ARBIL Iraq/MURSITPINAR Turkey (Reuters) – Iraqi Kurdish troops drove Islamic State fighters from a strategic border crossing with Syria on Tuesday and won the support of members of a major Sunni tribe, in one of the biggest successes since U.S. forces began bombing the Islamists.
The victory, which could make it harder for militants to operate on both sides of the frontier, was also achieved with help from Kurds from the Syrian side of the frontier, a new sign of cooperation across the border.
Iraqi Kurdish Peshmerga fighters took control of the Rabia border crossing in a battle that began before dawn, an Iraqi Kurdish political source said.
“It’s the most important strategic point for crossing,” the source said.
The participation of Sunni tribal fighters in the battle against Islamic State could prove as important a development as the advance itself.
Members of the influential Shammar tribe, one of the largest in northwestern Iraq, joined the Kurds in the fighting, a tribal figure said.
“Rabia is completely liberated.
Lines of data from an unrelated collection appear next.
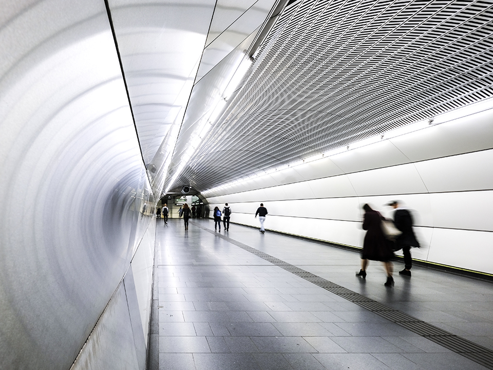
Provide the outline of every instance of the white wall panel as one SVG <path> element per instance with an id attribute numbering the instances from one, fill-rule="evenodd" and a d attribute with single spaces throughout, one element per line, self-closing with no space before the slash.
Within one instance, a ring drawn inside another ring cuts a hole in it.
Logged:
<path id="1" fill-rule="evenodd" d="M 329 158 L 298 165 L 294 169 L 307 180 L 337 176 L 344 173 Z"/>
<path id="2" fill-rule="evenodd" d="M 428 261 L 491 273 L 493 233 L 435 228 Z"/>
<path id="3" fill-rule="evenodd" d="M 438 125 L 260 177 L 255 188 L 270 186 L 275 179 L 277 186 L 262 192 L 249 190 L 254 182 L 245 182 L 241 187 L 245 191 L 214 200 L 221 209 L 225 202 L 232 206 L 233 222 L 258 227 L 253 215 L 262 202 L 269 211 L 268 229 L 357 247 L 362 246 L 365 235 L 363 205 L 368 203 L 392 218 L 394 210 L 386 204 L 398 200 L 411 210 L 422 245 L 413 249 L 414 258 L 491 273 L 493 150 L 432 159 L 473 150 L 476 142 L 481 149 L 493 145 L 491 114 L 477 115 L 467 125 L 464 120 Z M 407 158 L 427 160 L 392 165 Z M 312 179 L 283 184 L 294 170 Z M 350 173 L 340 174 L 343 171 Z"/>
<path id="4" fill-rule="evenodd" d="M 359 197 L 359 200 L 362 207 L 368 203 L 384 217 L 390 218 L 393 217 L 394 209 L 386 205 L 391 200 L 399 200 L 401 205 L 410 209 L 415 225 L 433 226 L 430 194 L 428 193 L 362 196 Z"/>
<path id="5" fill-rule="evenodd" d="M 391 139 L 413 162 L 493 147 L 493 109 Z"/>
<path id="6" fill-rule="evenodd" d="M 312 180 L 307 182 L 316 198 L 356 196 L 357 194 L 346 175 Z"/>
<path id="7" fill-rule="evenodd" d="M 264 226 L 267 229 L 292 235 L 355 246 L 358 244 L 361 223 L 310 218 L 291 218 L 268 215 Z"/>
<path id="8" fill-rule="evenodd" d="M 430 194 L 436 227 L 493 231 L 493 191 Z"/>
<path id="9" fill-rule="evenodd" d="M 330 157 L 345 173 L 388 167 L 410 162 L 389 140 L 384 140 L 357 150 L 349 150 Z"/>
<path id="10" fill-rule="evenodd" d="M 279 185 L 297 182 L 306 179 L 296 171 L 296 167 L 273 172 L 270 174 L 270 176 Z"/>
<path id="11" fill-rule="evenodd" d="M 426 192 L 414 164 L 403 164 L 348 175 L 360 196 Z"/>
<path id="12" fill-rule="evenodd" d="M 491 189 L 493 150 L 415 163 L 430 193 Z"/>

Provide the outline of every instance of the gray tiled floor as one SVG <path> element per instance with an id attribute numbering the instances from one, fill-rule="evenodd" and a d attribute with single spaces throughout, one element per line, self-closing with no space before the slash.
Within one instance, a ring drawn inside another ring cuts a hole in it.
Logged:
<path id="1" fill-rule="evenodd" d="M 161 369 L 486 368 L 193 222 L 157 227 Z M 377 263 L 354 276 L 354 252 L 235 225 L 227 235 L 493 349 L 491 283 L 415 266 L 388 288 Z"/>

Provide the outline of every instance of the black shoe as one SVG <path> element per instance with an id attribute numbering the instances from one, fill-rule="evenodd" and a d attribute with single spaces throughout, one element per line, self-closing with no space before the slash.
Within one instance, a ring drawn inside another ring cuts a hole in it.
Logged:
<path id="1" fill-rule="evenodd" d="M 358 272 L 356 274 L 356 276 L 361 276 L 363 279 L 366 278 L 366 271 L 364 270 L 360 270 L 359 272 Z"/>

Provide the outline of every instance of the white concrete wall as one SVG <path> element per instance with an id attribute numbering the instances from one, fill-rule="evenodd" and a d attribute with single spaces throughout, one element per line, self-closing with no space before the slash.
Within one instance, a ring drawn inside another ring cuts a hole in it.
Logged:
<path id="1" fill-rule="evenodd" d="M 493 273 L 492 109 L 259 176 L 203 195 L 231 221 L 361 247 L 362 207 L 388 216 L 399 199 L 414 210 L 422 246 L 413 258 Z"/>

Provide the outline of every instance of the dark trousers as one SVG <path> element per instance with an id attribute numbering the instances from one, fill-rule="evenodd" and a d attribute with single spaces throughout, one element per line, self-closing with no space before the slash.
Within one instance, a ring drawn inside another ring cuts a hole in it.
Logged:
<path id="1" fill-rule="evenodd" d="M 214 230 L 217 229 L 218 225 L 219 226 L 219 230 L 221 230 L 221 217 L 214 216 Z"/>
<path id="2" fill-rule="evenodd" d="M 402 253 L 404 255 L 405 267 L 408 270 L 410 270 L 412 267 L 412 260 L 411 258 L 411 247 L 409 246 L 403 247 Z"/>

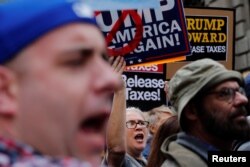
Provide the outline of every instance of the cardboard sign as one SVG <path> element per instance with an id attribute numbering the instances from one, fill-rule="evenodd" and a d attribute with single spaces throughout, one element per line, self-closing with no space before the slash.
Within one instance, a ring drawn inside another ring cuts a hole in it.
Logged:
<path id="1" fill-rule="evenodd" d="M 234 10 L 185 8 L 185 14 L 192 54 L 185 61 L 167 64 L 167 78 L 183 65 L 202 58 L 233 69 Z"/>
<path id="2" fill-rule="evenodd" d="M 127 65 L 136 65 L 190 53 L 182 1 L 156 2 L 160 8 L 96 13 L 110 55 L 122 55 Z"/>
<path id="3" fill-rule="evenodd" d="M 123 73 L 126 82 L 127 107 L 148 111 L 166 103 L 163 65 L 127 67 Z"/>

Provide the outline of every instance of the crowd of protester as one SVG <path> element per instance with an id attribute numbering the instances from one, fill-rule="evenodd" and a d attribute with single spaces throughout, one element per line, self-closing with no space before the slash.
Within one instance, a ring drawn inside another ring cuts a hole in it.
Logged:
<path id="1" fill-rule="evenodd" d="M 141 111 L 82 1 L 6 1 L 0 22 L 1 167 L 206 167 L 209 151 L 250 151 L 250 75 L 193 61 L 166 82 L 171 108 Z"/>

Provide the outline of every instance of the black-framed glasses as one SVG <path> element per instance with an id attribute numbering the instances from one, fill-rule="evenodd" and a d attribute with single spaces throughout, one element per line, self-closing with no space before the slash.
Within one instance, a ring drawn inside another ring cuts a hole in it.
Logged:
<path id="1" fill-rule="evenodd" d="M 129 129 L 135 129 L 137 125 L 140 128 L 147 128 L 149 125 L 149 122 L 148 121 L 133 121 L 133 120 L 126 122 L 126 127 Z"/>
<path id="2" fill-rule="evenodd" d="M 223 88 L 219 91 L 208 92 L 208 94 L 216 94 L 219 100 L 227 101 L 231 103 L 236 95 L 236 92 L 239 92 L 242 95 L 246 95 L 245 89 L 242 87 L 239 88 Z"/>

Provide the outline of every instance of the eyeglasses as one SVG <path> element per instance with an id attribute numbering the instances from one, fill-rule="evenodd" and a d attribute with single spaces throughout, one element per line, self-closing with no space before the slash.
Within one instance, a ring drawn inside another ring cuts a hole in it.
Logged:
<path id="1" fill-rule="evenodd" d="M 140 127 L 140 128 L 147 128 L 148 125 L 149 125 L 149 122 L 148 121 L 127 121 L 126 122 L 126 127 L 129 128 L 129 129 L 135 129 L 137 127 L 137 125 Z"/>
<path id="2" fill-rule="evenodd" d="M 227 101 L 231 103 L 236 95 L 236 92 L 239 92 L 242 95 L 246 95 L 244 88 L 223 88 L 219 91 L 209 92 L 208 94 L 216 94 L 219 100 Z"/>

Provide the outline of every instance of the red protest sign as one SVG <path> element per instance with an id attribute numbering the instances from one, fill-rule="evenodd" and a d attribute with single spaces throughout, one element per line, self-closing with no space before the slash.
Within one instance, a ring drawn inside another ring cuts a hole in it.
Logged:
<path id="1" fill-rule="evenodd" d="M 98 14 L 100 14 L 100 12 L 96 13 L 96 16 Z M 119 28 L 122 26 L 124 20 L 128 16 L 130 16 L 135 23 L 136 33 L 134 39 L 121 48 L 108 48 L 108 53 L 111 56 L 125 55 L 129 52 L 132 52 L 139 45 L 139 42 L 142 39 L 143 26 L 141 17 L 135 10 L 124 10 L 122 11 L 120 18 L 116 21 L 113 28 L 110 30 L 109 34 L 105 38 L 107 45 L 109 45 L 111 41 L 115 38 L 115 34 L 118 32 Z"/>

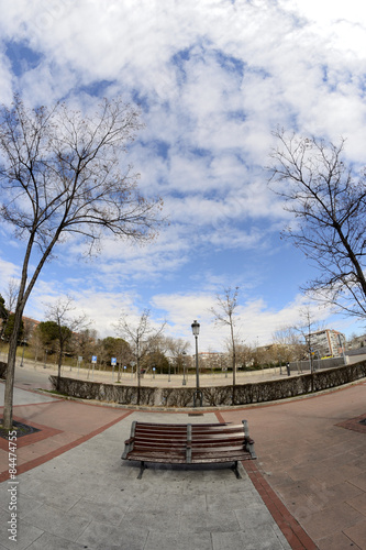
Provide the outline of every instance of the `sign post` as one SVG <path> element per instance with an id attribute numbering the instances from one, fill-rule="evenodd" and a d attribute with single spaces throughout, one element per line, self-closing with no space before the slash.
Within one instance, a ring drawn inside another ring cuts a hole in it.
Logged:
<path id="1" fill-rule="evenodd" d="M 91 364 L 92 364 L 91 380 L 95 380 L 95 365 L 97 364 L 97 355 L 91 356 Z"/>
<path id="2" fill-rule="evenodd" d="M 114 380 L 114 366 L 117 365 L 117 358 L 111 359 L 111 365 L 112 365 L 112 382 Z"/>

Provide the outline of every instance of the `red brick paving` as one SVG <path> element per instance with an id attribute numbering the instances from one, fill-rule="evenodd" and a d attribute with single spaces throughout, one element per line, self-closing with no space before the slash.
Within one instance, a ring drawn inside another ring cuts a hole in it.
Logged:
<path id="1" fill-rule="evenodd" d="M 356 425 L 366 416 L 365 398 L 366 385 L 358 383 L 310 398 L 221 411 L 224 421 L 248 420 L 256 468 L 313 541 L 309 548 L 366 550 L 366 432 Z"/>

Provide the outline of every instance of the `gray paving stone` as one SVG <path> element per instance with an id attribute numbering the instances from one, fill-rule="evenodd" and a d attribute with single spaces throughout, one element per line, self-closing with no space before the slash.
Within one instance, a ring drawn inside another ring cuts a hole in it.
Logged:
<path id="1" fill-rule="evenodd" d="M 173 512 L 127 512 L 122 520 L 123 526 L 143 527 L 149 531 L 178 532 L 180 514 Z"/>
<path id="2" fill-rule="evenodd" d="M 209 532 L 149 532 L 144 550 L 212 550 Z"/>
<path id="3" fill-rule="evenodd" d="M 191 496 L 162 493 L 158 497 L 158 506 L 163 513 L 166 510 L 201 513 L 207 510 L 207 501 L 204 494 Z"/>
<path id="4" fill-rule="evenodd" d="M 26 550 L 85 550 L 84 544 L 44 532 Z"/>
<path id="5" fill-rule="evenodd" d="M 25 521 L 18 521 L 16 527 L 16 542 L 10 540 L 9 537 L 11 532 L 8 531 L 10 528 L 8 521 L 10 520 L 10 514 L 1 510 L 0 512 L 0 540 L 4 548 L 13 550 L 25 550 L 34 540 L 36 540 L 43 534 L 42 529 L 33 526 L 32 524 L 26 524 Z"/>
<path id="6" fill-rule="evenodd" d="M 80 498 L 69 510 L 70 514 L 82 516 L 87 519 L 97 519 L 103 524 L 119 525 L 125 515 L 129 506 L 117 506 L 115 504 L 101 503 Z"/>
<path id="7" fill-rule="evenodd" d="M 45 505 L 68 512 L 80 499 L 80 490 L 75 485 L 69 485 L 62 480 L 54 480 L 52 483 L 42 483 L 42 488 L 33 488 L 23 492 L 29 498 L 34 498 Z M 32 513 L 33 510 L 30 510 Z M 29 515 L 29 514 L 26 514 Z"/>
<path id="8" fill-rule="evenodd" d="M 76 540 L 90 522 L 85 517 L 64 513 L 46 505 L 27 514 L 25 519 L 27 524 L 35 526 L 37 529 L 65 537 L 68 540 Z"/>
<path id="9" fill-rule="evenodd" d="M 245 507 L 235 509 L 236 518 L 242 530 L 262 528 L 274 522 L 267 507 L 262 504 L 247 503 Z"/>
<path id="10" fill-rule="evenodd" d="M 79 536 L 77 542 L 92 550 L 143 550 L 148 530 L 143 526 L 121 525 L 119 527 L 92 521 Z"/>
<path id="11" fill-rule="evenodd" d="M 290 548 L 282 546 L 275 531 L 269 527 L 236 532 L 213 532 L 212 543 L 213 550 L 284 550 Z"/>
<path id="12" fill-rule="evenodd" d="M 21 474 L 21 525 L 29 535 L 20 548 L 289 549 L 244 469 L 242 480 L 236 480 L 226 464 L 149 465 L 137 480 L 140 464 L 121 461 L 134 419 L 215 421 L 213 415 L 179 415 L 177 420 L 177 415 L 134 413 L 62 457 Z M 8 506 L 5 490 L 7 484 L 0 484 L 0 514 Z"/>
<path id="13" fill-rule="evenodd" d="M 182 513 L 181 530 L 191 532 L 239 531 L 240 525 L 234 512 L 231 510 L 213 510 L 201 514 Z"/>

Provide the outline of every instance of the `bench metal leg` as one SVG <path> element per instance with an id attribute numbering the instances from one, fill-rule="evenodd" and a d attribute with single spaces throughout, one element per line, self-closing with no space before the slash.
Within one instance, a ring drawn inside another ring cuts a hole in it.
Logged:
<path id="1" fill-rule="evenodd" d="M 141 464 L 140 464 L 140 474 L 137 475 L 137 480 L 141 480 L 141 479 L 142 479 L 142 475 L 143 475 L 143 473 L 144 473 L 144 470 L 146 470 L 146 468 L 147 468 L 147 466 L 146 466 L 145 462 L 142 460 L 142 461 L 141 461 Z"/>
<path id="2" fill-rule="evenodd" d="M 234 462 L 234 464 L 231 466 L 231 470 L 234 472 L 234 474 L 236 475 L 236 480 L 241 480 L 242 476 L 237 470 L 237 460 Z"/>

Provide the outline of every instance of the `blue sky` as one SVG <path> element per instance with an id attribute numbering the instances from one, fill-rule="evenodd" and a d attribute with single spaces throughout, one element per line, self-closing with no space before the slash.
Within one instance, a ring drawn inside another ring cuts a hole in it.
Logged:
<path id="1" fill-rule="evenodd" d="M 267 187 L 278 127 L 337 141 L 364 163 L 366 13 L 358 0 L 0 0 L 0 101 L 88 105 L 122 96 L 145 124 L 129 160 L 144 194 L 163 197 L 169 226 L 148 245 L 106 240 L 82 263 L 59 245 L 25 314 L 65 294 L 113 336 L 121 310 L 144 308 L 166 333 L 220 350 L 228 334 L 209 314 L 217 293 L 240 287 L 248 344 L 300 321 L 299 286 L 314 275 L 280 240 L 288 221 Z M 20 275 L 23 244 L 0 226 L 0 293 Z M 312 306 L 322 324 L 362 324 Z M 192 343 L 192 342 L 191 342 Z"/>

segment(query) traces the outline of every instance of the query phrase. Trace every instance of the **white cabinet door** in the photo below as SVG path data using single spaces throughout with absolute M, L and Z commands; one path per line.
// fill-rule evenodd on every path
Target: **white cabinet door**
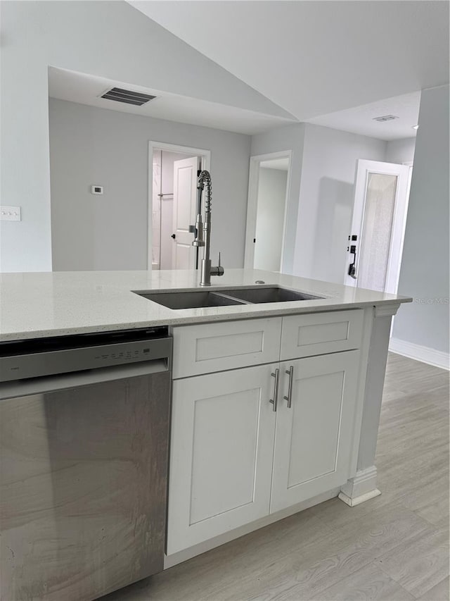
M 268 515 L 278 367 L 174 382 L 167 554 Z
M 195 266 L 194 237 L 189 226 L 195 223 L 198 168 L 197 156 L 174 161 L 172 269 L 193 269 Z
M 354 442 L 359 352 L 281 364 L 271 513 L 345 482 Z M 291 407 L 289 376 L 293 368 Z

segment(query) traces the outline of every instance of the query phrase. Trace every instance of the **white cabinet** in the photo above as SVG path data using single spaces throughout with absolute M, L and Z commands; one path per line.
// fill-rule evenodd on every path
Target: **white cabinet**
M 280 360 L 281 318 L 174 328 L 173 378 Z
M 167 554 L 269 514 L 276 366 L 174 382 Z
M 359 349 L 364 313 L 353 309 L 283 317 L 281 360 Z
M 349 351 L 281 364 L 271 513 L 349 476 L 359 358 L 359 351 Z M 288 407 L 283 397 L 289 397 L 290 370 Z
M 360 352 L 332 351 L 361 333 L 359 310 L 174 328 L 168 555 L 352 475 Z M 299 341 L 317 356 L 280 363 Z

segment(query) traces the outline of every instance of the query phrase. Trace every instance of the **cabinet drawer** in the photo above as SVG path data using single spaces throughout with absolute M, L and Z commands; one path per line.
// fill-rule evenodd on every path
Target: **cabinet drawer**
M 359 348 L 364 313 L 356 309 L 283 317 L 281 360 Z
M 279 360 L 281 318 L 174 328 L 173 378 Z

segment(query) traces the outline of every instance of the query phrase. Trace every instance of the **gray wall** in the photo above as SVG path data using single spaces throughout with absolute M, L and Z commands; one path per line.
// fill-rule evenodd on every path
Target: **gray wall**
M 147 268 L 149 140 L 211 151 L 212 256 L 243 266 L 249 136 L 55 99 L 49 122 L 54 271 Z
M 289 197 L 287 207 L 284 255 L 283 269 L 281 270 L 284 273 L 292 273 L 294 264 L 304 128 L 304 123 L 285 125 L 252 137 L 251 155 L 252 156 L 257 154 L 278 152 L 283 150 L 292 150 L 290 176 L 290 181 L 288 182 Z
M 127 2 L 9 1 L 0 8 L 1 202 L 22 207 L 22 221 L 0 223 L 3 271 L 51 269 L 49 65 L 285 116 Z
M 449 352 L 449 86 L 422 92 L 393 336 Z
M 258 180 L 255 268 L 279 271 L 288 172 L 261 167 Z
M 392 140 L 386 144 L 386 157 L 387 163 L 411 163 L 414 160 L 416 137 L 406 137 L 401 140 Z
M 292 273 L 342 284 L 356 161 L 384 161 L 386 142 L 307 124 Z

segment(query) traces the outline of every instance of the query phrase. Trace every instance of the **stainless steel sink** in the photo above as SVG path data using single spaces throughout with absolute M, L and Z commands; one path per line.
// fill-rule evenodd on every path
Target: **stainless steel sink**
M 245 304 L 245 301 L 227 297 L 212 290 L 189 290 L 171 292 L 136 292 L 139 296 L 169 309 L 198 309 L 206 306 L 227 306 Z
M 290 302 L 321 299 L 305 292 L 281 286 L 221 288 L 220 290 L 194 290 L 173 292 L 134 291 L 139 296 L 169 309 L 198 309 L 208 306 L 227 306 L 239 304 L 259 304 L 270 302 Z
M 262 302 L 290 302 L 292 301 L 311 300 L 323 298 L 323 297 L 307 295 L 305 292 L 290 290 L 289 288 L 282 288 L 281 286 L 257 286 L 253 288 L 239 288 L 228 290 L 226 294 L 238 298 L 240 300 L 252 304 Z

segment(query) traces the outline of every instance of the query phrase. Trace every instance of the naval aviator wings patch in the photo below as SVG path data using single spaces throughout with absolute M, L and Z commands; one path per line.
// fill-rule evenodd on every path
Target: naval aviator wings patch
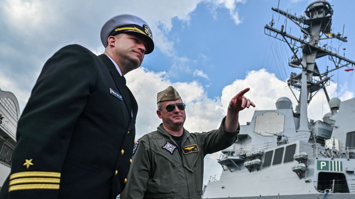
M 199 150 L 200 150 L 198 149 L 198 147 L 196 144 L 189 145 L 182 147 L 182 153 L 184 154 L 187 154 L 188 153 L 191 153 L 194 152 L 197 152 Z
M 134 154 L 137 151 L 137 149 L 138 148 L 138 144 L 139 144 L 139 142 L 137 141 L 134 143 L 134 146 L 133 146 L 133 152 L 132 153 L 132 155 Z

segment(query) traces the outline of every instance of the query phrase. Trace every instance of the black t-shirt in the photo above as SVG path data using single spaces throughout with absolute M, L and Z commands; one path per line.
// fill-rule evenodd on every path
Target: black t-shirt
M 181 150 L 181 140 L 182 138 L 182 135 L 181 135 L 180 136 L 174 136 L 173 135 L 170 135 L 170 136 L 171 136 L 171 138 L 174 140 L 174 141 L 178 144 L 178 146 L 179 147 L 179 151 Z

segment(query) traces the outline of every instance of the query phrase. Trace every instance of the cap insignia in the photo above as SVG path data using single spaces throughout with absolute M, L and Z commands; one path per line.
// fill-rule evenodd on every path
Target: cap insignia
M 144 31 L 146 32 L 147 35 L 149 36 L 149 37 L 152 37 L 152 30 L 149 27 L 145 24 L 143 25 L 143 27 L 144 28 Z
M 26 167 L 27 169 L 28 169 L 29 168 L 29 166 L 30 165 L 33 165 L 33 163 L 31 162 L 32 161 L 32 160 L 33 160 L 33 159 L 31 159 L 29 160 L 28 160 L 26 159 L 26 160 L 25 160 L 26 161 L 26 162 L 24 163 L 23 164 L 23 166 L 26 166 Z
M 171 154 L 173 154 L 174 153 L 174 150 L 175 150 L 175 149 L 176 148 L 176 147 L 170 144 L 169 142 L 167 141 L 166 143 L 162 148 L 167 150 L 169 151 L 169 152 L 170 152 Z

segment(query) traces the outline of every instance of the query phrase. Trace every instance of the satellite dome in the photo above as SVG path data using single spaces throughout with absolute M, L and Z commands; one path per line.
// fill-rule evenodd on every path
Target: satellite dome
M 275 103 L 276 109 L 289 109 L 292 108 L 292 102 L 285 97 L 280 97 Z
M 331 110 L 334 109 L 337 109 L 339 108 L 339 106 L 340 106 L 340 103 L 342 102 L 340 99 L 337 97 L 332 98 L 329 101 L 329 107 L 331 108 Z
All of the Shammar are with the Peshmerga and there is full cooperation between us,” Abdullah Yawar, a leading member of the tribe, told Reuters.
He said the cooperation was the result of an agreement with the president of Iraq’s Kurdish region after three months of negotiation to join forces against the “common enemy”.
Gaining support from Sunni tribes, many of which either supported or acquiesced in Islamic State’s June advance, would be a crucial objective for the Iraqi government and its regional and Western allies in the fight against the insurgents.
WINNING OVER SUNNI TRIBES
Winning over Sunni tribes was a central part of the strategy that helped the U.S. military defeat a precursor of Islamic State during the “surge” campaign of 2006-2007. Washington hopes the new Iraqi government can repeat it.